Diz que o propalado déficit público é na verdade dívida com os bancos, que está em R$ 5 trilhões e toma R$ 600 milhões para ser rolada, parte em até apenas quatro dias. Assim como o déficit da Previdência é culpa de alguns poucos, os 2% que consomem 25% de sua receita.
Tudo isso numa catarata de dados de aluno aplicado com conhecimento intenso de todos os temas se sobrepondo a frases de efeito colorido, mais eficientes ainda quando bate nos inimigos escolhidos, a seu estilo de metralhadora giratória que dá pouco tempo de contestação ao interlocutor.
Passa por sincero a maior parte do tempo e é possível que acredite mesmo no que diz.
Ele é um caso curioso de coronel da esquerda, com algum palavreado rural inclusive. Sensibilizado com os problemas de seu nordeste, como foi um Miguel Arraes ou um Lula, ou do povo brasileiro, como foi seu ídolo Leonel Brizola, fundador do partido a que serve.
Em diferentes momentos da história recente, tentando se viabilizar como candidato, tentou articulações por uma frente de esquerda, como tenta agora com o PSB e o PCdoB.
Marketing da sinceridade
É preciso lupa para flagrar suas contradições ou dissimulações no todo lógico que emana de sua performance. É sutilíssimo para parecer que está respondendo quando está tomando uma curva ou simular fraqueza como virtude.

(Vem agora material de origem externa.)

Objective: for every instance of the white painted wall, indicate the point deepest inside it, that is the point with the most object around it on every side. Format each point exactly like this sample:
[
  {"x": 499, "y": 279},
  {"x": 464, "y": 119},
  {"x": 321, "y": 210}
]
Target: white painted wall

Quando encostado na parede para responder o que faria sobre situações que diagnostica tão bem — segurança, greve dos caminhoneiros, aborto —, tangencia com uma cascata de volume de dados para demonstrar conhecimento ou a promessa de que terá abertura e independência para transferir à sociedade a discussão das soluções. Mas responder o que faria, mesmo, não responde.
Tudo somado, sugere o cara da Casa Grande que a elite reconhece como um dos seus, com articulação para defender a Senzala contra tudo o que está aí sem abalar as ilusões da maioria. Para ajustar o figurino, tem amenizado o tom agressivo que, como marketing de sinceridade, vinha dando errado.
Deve ir para as eleições de outubro na linha Lula Paz e Amor de 2002, fazendo discurso meio social contra os inimigos certos. Na véspera, quem sabe, como o ex-presidente, faz uma Carta ao Povo Brasileiro para acalmar os empresários.
Talvez nem precise. Tem inteligência de sobra para mostrar que é um coronel que não assusta.
Com isso, leva a grande imprensa junto. Não é bobo nada.